Like so many things in the age of COVID-19, the plans the Sisters Folk Festival team is making are only tentative and preliminary; not set in stone until they are. Last month, SFF announced the cancellation of its main event: the mid-September folk fest that takes over the town of Sisters. Still, SFF is making plans to offer some smaller musical events before that date, and during the regular festival weekend.
"At this point, we are cautiously optimistic that we can plan a day of music on the lawn of our building on August 1," Christa Munro, executive director of SFF, told the Source. On that date, SFF has tentative plans to hold an event where people can buy a ticket for a "circle," that includes about six to eight people. (According to guidance from the Oregon Health Authority for event and venue operators, parties of 10 or more people congregating together are not allowed.) People inside that circle wouldn't get to mingle with people inside other circles, and there would be a cap of no more than 250 people for the day of music, in keeping with current event guidelines.

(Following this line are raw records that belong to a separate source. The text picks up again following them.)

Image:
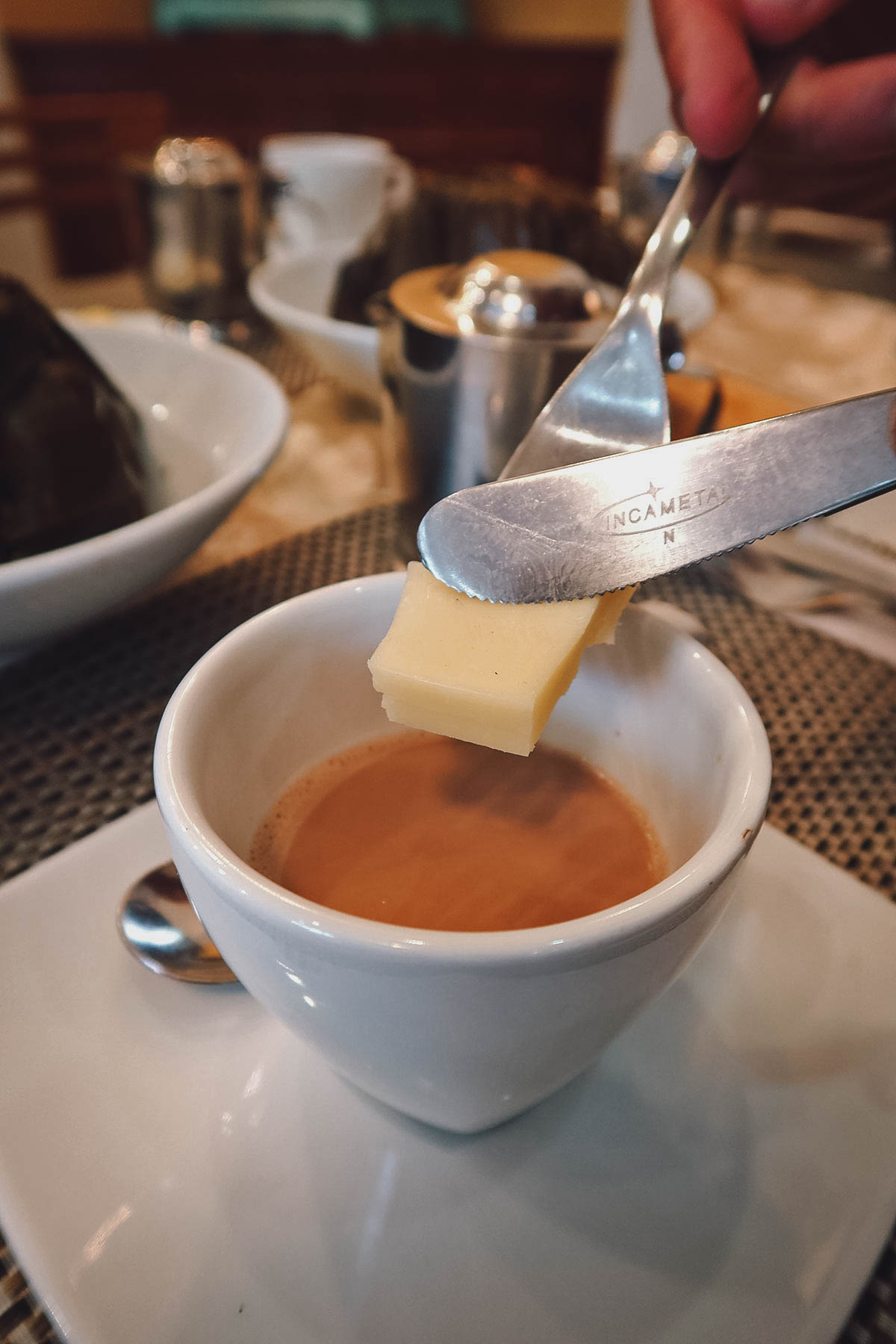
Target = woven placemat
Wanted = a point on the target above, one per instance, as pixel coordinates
(77, 729)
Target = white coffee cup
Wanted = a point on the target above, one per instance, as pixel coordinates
(457, 1030)
(335, 187)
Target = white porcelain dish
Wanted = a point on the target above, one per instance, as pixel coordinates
(296, 295)
(214, 423)
(175, 1166)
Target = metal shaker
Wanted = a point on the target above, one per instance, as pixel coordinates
(470, 354)
(199, 211)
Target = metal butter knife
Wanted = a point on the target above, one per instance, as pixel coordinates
(603, 524)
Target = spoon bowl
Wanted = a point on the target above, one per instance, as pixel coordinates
(160, 927)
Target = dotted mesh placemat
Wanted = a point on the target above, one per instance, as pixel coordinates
(77, 729)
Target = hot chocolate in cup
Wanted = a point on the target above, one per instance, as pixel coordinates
(460, 1030)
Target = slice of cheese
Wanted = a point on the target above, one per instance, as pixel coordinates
(484, 672)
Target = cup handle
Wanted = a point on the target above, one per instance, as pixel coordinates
(401, 183)
(299, 228)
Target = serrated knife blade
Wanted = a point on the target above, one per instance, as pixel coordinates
(603, 524)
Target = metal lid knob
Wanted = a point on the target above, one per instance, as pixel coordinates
(514, 292)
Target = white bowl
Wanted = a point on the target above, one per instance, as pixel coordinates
(461, 1030)
(214, 423)
(296, 295)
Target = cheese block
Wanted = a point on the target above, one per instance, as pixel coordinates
(484, 672)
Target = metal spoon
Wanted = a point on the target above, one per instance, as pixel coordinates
(615, 401)
(160, 927)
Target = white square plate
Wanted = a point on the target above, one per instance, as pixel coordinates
(173, 1167)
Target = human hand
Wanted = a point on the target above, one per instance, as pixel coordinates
(830, 140)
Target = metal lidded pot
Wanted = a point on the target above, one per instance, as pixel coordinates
(470, 354)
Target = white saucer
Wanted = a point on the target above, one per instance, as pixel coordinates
(692, 300)
(175, 1169)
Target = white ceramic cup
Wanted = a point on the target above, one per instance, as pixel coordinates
(336, 186)
(457, 1030)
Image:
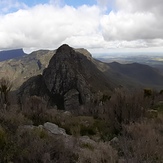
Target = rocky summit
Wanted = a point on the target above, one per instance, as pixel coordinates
(70, 80)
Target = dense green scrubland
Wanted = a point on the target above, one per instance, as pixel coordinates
(126, 127)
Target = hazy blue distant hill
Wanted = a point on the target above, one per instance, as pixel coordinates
(11, 54)
(139, 72)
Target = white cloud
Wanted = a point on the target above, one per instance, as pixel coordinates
(131, 24)
(46, 26)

"When we sell that circle, we will have to grab the names of those people to comply with contact tracing," Munro explained. "We were originally thinking we could do maybe four or five concerts for the summer—but once we saw all the requirements, we just decided to see how August 1 goes first."
Provided all goes well and their plan is approved by local health authorities and the Oregon Liquor Control Commission, Munro said they hope to tap a few venues in Sisters during the regular festival weekend Sept. 12 and 13. But unlike other years, people would only be able to see music at that venue instead of moving around the town.
With this year's offerings expected to be so limited, Munro said her team made the decision to let people who had bought tickets for this year's festival use them next year instead, rather than using them for a far more limited lineup. Ticket holders can also donate this year's tickets to SFF.
"It was the fairest thing we could do for our ticket holders and gave us the opportunity to do something completely brand new," Munro said.